The UK constitution is famously not entrenched; indeed, one of the fundamental principles of the UK constitution is that Parliament can make or unmake any law whatever. In my recent research I attempt to qualify this principle, not just in terms of the European Communities Act 1972, the Human Rights Act 1998, and devolution to Scotland and Wales, but to ground entrenchment more historically. The UK Supreme Court has labelled certain statutes as ‘constitutional’. What makes them this way? Magna Carta, The Bill of Rights 1688, and the Treaties of Union 1706/07 include language purporting to entrench law permanently. Understanding entrenchment in the UK constitution involves understanding both why these statutes include the language that they do and what implications lawyers can (or should) draw from that language.

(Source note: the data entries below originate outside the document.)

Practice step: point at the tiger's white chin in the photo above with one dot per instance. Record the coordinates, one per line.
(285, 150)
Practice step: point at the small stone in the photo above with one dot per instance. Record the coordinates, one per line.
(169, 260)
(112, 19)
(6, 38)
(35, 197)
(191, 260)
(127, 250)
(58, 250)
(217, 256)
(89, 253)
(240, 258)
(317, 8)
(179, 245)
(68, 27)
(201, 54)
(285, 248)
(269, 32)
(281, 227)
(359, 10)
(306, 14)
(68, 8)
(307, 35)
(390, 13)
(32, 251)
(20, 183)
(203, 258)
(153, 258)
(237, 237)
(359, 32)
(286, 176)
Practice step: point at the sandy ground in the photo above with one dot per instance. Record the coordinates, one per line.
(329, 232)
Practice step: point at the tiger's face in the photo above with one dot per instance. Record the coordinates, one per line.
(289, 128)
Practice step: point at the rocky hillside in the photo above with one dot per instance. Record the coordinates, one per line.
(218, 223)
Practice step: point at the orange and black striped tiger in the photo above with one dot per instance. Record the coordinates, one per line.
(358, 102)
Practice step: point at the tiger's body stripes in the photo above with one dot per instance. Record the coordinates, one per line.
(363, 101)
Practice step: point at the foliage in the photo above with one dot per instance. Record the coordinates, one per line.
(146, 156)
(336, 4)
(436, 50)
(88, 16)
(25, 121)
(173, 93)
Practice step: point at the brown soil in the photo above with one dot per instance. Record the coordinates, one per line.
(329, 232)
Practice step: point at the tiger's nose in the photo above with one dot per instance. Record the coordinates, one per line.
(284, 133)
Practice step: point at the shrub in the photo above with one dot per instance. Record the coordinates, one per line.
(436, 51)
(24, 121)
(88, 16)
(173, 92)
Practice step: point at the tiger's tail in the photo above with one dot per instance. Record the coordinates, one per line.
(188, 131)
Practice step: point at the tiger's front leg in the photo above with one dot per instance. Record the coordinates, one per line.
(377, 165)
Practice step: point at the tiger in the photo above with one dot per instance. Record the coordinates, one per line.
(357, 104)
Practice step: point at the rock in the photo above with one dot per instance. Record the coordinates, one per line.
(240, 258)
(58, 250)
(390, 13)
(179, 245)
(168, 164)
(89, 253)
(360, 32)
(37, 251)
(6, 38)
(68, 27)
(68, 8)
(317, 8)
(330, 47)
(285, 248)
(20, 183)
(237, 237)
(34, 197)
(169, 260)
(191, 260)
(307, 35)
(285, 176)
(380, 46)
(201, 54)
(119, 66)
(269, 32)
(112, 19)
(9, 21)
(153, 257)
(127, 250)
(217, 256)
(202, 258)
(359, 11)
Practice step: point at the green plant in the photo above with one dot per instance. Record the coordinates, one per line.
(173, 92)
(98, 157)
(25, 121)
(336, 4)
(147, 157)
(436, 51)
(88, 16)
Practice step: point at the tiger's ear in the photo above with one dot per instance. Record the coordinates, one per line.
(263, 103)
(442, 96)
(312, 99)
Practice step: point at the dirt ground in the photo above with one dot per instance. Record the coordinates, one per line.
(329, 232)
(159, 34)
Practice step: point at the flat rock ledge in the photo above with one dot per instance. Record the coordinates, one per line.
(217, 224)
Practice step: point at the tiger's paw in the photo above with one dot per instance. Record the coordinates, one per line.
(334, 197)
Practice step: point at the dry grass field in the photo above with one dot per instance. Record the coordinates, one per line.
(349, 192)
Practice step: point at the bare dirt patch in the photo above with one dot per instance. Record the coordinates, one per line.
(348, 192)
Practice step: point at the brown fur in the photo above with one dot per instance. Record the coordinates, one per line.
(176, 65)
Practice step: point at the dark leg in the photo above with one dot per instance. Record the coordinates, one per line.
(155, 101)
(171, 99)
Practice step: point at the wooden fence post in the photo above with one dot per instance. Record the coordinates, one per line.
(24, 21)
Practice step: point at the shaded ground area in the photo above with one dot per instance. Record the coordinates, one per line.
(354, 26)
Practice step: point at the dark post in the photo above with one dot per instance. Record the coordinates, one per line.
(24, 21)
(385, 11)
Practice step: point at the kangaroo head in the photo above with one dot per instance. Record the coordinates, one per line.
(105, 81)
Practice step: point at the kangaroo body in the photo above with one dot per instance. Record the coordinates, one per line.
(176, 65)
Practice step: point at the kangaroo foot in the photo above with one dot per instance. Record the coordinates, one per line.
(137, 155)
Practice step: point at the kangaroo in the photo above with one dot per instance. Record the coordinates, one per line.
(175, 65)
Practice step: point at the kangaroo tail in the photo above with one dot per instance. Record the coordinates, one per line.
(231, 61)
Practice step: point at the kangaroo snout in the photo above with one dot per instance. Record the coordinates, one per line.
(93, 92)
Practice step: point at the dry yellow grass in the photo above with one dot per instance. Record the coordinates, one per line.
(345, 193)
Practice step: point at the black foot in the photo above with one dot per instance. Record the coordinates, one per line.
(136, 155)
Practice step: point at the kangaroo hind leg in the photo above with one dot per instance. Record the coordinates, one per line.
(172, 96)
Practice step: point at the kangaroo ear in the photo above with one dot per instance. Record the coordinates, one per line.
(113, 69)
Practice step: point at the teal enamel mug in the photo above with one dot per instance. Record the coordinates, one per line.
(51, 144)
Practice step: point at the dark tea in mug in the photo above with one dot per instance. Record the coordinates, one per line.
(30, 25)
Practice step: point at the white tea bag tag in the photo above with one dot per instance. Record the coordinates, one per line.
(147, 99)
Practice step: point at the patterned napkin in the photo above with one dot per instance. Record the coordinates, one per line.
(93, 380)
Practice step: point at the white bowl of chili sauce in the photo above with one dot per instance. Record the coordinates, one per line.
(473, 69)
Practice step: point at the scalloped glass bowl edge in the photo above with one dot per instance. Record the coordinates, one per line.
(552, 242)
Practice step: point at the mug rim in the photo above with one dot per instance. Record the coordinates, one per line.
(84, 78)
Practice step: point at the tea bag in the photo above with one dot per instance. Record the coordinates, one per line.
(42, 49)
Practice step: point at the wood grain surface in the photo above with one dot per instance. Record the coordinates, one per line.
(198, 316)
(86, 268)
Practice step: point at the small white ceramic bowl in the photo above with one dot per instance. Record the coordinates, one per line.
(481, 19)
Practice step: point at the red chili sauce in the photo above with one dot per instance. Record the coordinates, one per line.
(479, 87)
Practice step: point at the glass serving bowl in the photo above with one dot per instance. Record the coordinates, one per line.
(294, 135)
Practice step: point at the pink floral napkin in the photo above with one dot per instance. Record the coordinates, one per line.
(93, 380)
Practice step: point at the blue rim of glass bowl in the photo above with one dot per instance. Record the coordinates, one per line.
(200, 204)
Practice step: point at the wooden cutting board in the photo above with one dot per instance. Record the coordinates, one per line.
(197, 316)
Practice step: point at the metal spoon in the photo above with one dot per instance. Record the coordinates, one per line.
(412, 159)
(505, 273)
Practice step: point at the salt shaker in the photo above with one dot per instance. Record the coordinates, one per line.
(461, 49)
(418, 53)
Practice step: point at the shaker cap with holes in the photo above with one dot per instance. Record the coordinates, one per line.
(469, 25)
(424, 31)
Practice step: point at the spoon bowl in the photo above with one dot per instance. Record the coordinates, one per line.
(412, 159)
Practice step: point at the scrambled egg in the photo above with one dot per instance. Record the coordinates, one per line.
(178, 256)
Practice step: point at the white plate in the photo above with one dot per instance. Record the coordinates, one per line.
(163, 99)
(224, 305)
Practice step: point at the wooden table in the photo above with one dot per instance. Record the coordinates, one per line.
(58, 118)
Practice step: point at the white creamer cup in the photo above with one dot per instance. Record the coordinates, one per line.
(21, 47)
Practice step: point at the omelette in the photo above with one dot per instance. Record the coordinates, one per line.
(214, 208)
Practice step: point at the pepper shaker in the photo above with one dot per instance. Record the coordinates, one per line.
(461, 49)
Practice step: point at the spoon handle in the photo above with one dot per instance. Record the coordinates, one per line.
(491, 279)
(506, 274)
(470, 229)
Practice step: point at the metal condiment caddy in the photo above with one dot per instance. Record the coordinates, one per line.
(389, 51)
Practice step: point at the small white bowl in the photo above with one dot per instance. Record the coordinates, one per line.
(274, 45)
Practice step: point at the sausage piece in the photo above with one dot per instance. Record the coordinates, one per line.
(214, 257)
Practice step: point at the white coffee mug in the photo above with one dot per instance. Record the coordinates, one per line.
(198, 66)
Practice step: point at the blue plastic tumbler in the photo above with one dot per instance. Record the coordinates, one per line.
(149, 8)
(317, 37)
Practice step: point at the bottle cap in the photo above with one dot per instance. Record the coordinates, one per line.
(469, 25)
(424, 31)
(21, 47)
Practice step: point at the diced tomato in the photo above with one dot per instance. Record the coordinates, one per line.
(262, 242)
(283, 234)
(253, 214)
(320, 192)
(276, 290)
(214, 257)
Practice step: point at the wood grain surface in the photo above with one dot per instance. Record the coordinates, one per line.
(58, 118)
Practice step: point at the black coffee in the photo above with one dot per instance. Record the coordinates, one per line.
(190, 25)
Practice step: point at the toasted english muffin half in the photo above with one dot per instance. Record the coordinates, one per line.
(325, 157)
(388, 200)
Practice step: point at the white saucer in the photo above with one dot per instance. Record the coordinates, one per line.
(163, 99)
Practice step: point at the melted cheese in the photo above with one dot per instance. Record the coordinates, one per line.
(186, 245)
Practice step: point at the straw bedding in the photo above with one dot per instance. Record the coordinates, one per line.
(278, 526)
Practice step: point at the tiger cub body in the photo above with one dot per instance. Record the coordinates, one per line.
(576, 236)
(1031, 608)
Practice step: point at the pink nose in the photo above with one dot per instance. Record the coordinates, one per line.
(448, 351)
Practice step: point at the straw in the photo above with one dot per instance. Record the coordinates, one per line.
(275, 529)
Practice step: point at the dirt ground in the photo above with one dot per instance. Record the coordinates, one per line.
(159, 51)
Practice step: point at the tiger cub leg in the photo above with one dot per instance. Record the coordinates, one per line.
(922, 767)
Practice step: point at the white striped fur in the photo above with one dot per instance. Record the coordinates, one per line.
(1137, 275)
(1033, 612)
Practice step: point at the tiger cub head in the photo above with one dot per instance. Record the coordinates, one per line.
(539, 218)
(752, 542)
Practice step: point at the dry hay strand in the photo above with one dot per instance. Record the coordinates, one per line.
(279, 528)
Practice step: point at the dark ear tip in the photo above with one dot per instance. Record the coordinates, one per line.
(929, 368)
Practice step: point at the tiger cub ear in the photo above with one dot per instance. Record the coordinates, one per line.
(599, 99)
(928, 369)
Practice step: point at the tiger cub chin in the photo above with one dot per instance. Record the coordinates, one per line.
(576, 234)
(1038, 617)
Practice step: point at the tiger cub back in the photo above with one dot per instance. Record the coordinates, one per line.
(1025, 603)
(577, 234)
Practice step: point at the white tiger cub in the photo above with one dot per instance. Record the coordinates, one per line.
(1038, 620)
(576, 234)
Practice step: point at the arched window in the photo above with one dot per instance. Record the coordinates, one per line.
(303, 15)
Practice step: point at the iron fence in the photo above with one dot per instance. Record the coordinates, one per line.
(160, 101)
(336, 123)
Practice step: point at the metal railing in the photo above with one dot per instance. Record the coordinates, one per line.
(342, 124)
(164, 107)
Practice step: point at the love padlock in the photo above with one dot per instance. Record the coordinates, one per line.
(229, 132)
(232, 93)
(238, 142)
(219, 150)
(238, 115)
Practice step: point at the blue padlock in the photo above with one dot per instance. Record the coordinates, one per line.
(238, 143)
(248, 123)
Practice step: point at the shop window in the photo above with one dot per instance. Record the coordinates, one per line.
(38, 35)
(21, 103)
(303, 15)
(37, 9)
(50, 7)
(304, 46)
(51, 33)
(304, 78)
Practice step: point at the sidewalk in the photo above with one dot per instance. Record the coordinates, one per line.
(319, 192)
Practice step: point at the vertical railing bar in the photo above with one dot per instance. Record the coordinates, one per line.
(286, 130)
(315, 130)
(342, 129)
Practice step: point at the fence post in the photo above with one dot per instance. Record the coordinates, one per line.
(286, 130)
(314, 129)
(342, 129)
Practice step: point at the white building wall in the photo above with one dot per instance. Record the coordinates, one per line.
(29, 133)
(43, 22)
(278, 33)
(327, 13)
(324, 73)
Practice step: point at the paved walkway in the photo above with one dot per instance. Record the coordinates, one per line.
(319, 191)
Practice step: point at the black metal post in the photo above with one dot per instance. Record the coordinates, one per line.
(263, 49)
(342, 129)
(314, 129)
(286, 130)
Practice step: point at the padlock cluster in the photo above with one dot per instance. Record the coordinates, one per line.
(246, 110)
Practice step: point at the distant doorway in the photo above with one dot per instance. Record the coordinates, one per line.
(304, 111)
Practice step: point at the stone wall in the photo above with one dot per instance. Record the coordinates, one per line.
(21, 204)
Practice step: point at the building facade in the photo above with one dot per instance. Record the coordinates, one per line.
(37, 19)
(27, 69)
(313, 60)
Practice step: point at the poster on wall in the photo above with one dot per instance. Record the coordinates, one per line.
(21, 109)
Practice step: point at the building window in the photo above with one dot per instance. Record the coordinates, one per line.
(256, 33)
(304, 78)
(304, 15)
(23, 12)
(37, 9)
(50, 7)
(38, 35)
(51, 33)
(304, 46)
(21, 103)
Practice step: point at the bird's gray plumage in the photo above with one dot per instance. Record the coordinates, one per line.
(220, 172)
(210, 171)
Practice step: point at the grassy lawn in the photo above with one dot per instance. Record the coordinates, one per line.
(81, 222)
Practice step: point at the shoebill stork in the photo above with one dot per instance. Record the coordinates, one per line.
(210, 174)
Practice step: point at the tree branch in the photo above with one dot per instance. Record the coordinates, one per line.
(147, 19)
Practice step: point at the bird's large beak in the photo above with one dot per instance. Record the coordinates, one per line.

Religious Establishment in Britain
I am in the process of re-writing my D.Phil thesis as a monograph. It addressed changes in the constitutional status of the three national churches in the United Kingdom during the period from 1919-1921: the Church Assembly (Powers) Act, 1919; the Welsh Church (Temporalities) Act, 1919; and the Church of Scotland Act, 1921. The status of all three national churches was altered by the post-World War I Lloyd George coalition, but in different ways. The puzzle was to find out why they were different but why all of the changes took place in such a short time. The answer to the first question had to do with the differing internal structures of the churches and the national environments in which they existed; the answer to the second was the sudden change in the price of grain during World War I.
Iain McLean and I have collaborated a great deal since I completed my D.Phil. in 2009.
In 2013 we published a short book on this history of marriage law in the United Kingdom (and beyond). That project has already resulted in a number of blog posts and a submission to the Government Equalities Office in connection with its consultation on same-sex marriage.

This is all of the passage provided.